A Swarm of GPU Sparks

About GPU-enabled Docker Swarms

recraft@pm.me https://recraft.me (Recraft)https://github.com/recraft
2019-02-09

Can we set up a Docker Swarm cluster with nodes that can run Spark?

Yes, here is a nice write-up stepping through how to run a Docker Swarm-based cluster of Spark nodes.

Note however that this guide does not provide a GPU-enabled Docker Swarm-based cluster running Spark.

GPU-enabled Swarm

So how can we add GPU capabilities to the nodes?

Some IaaS-providers provide GPU-enabled environments. For example, using the Amazon Cloud, provision a deep learning base AMI for Ubuntu, like so:


docker-machine create --driver amazonec2 --amazonec2-ami=ami-086062166ec8340ac \
  --amazonec2-open-port 8000 --amazonec2-region eu-west-1 aws-sandbox

This host needs to be updated with nvidia-docker2 - this guide mentions the procedure here, summarized like so:


docker-machine ssh aws-sandbox
sudo apt-get -y install nvidia-docker2
docker run --runtime=nvidia --rm nvidia/cuda nvidia-smi

We then need to configure the nodes to utilize the GPU like so:


export GPU_ID=`nvidia-smi -a | grep UUID | awk '{print substr($4,0,12)}'`
sudo mkdir -p /etc/systemd/system/docker.service.d
cat <<EOF | sudo tee --append /etc/systemd/system/docker.service.d/override.conf
[Service]
ExecStart=
ExecStart=/usr/bin/dockerd -H fdd:// --default-runtime=nvidia --node-generic-resource gpu=${GPU_ID}
EOF
sudo sed -i '1iswarm-resource = "DOCKER_RESOURCE_GPU"' /etc/nvidia-container-runtime/config.toml
sudo systemctl daemon-reload
sudo systemctl start docker

More nodes can be bootstrapped and added in the same manner to the swarm.

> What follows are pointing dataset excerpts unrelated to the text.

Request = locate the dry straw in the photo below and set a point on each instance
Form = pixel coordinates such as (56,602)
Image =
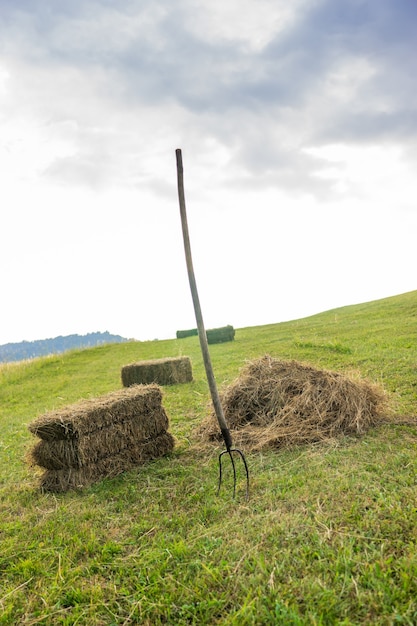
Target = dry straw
(169,371)
(276,404)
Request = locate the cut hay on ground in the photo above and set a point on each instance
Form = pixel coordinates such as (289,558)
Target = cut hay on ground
(171,371)
(100,438)
(276,404)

Deploying services and stacks

On the swarm, GPU-aware tensorflow services can now be launched. A ten replica strong set of Spark worker nodes could be launched like so:


docker service create --generic-resource "gpu=1" --replicas 10 \
  --name sparkWorker <image_name> \
  "service ssh start && \
  /opt/spark/bin/spark-class org.apache.spark.deploy.worker.Worker spark://<spark_master_ip>:7077\"

It should now also be possible to define a stack to run on the swarm, using Docker Compose, by providing relevant constraints in a .yml-file similar to what is done here:


https://github.com/infsaulo/docker-spark/blob/master/docker-compose.yml
https://github.com/aocenas/spark-docker-swarm/blob/master/provision.sh

Prefer Open Science Grid over Amazon?

It may be that your local computing grid infrastructure supports running GPU-enabled Docker or Singularity containers.

Test for example to use the image provided from Docker Hub named opensciencegrid/tensorflow-gpu with your local grid computing IaaS-provider and see how it goes.

The Open Science Grid has some information on GPU-enabled options with information on how to configure GPU images including an example of how to create custom GPU-enabled Dockerfiles, available on GitHub.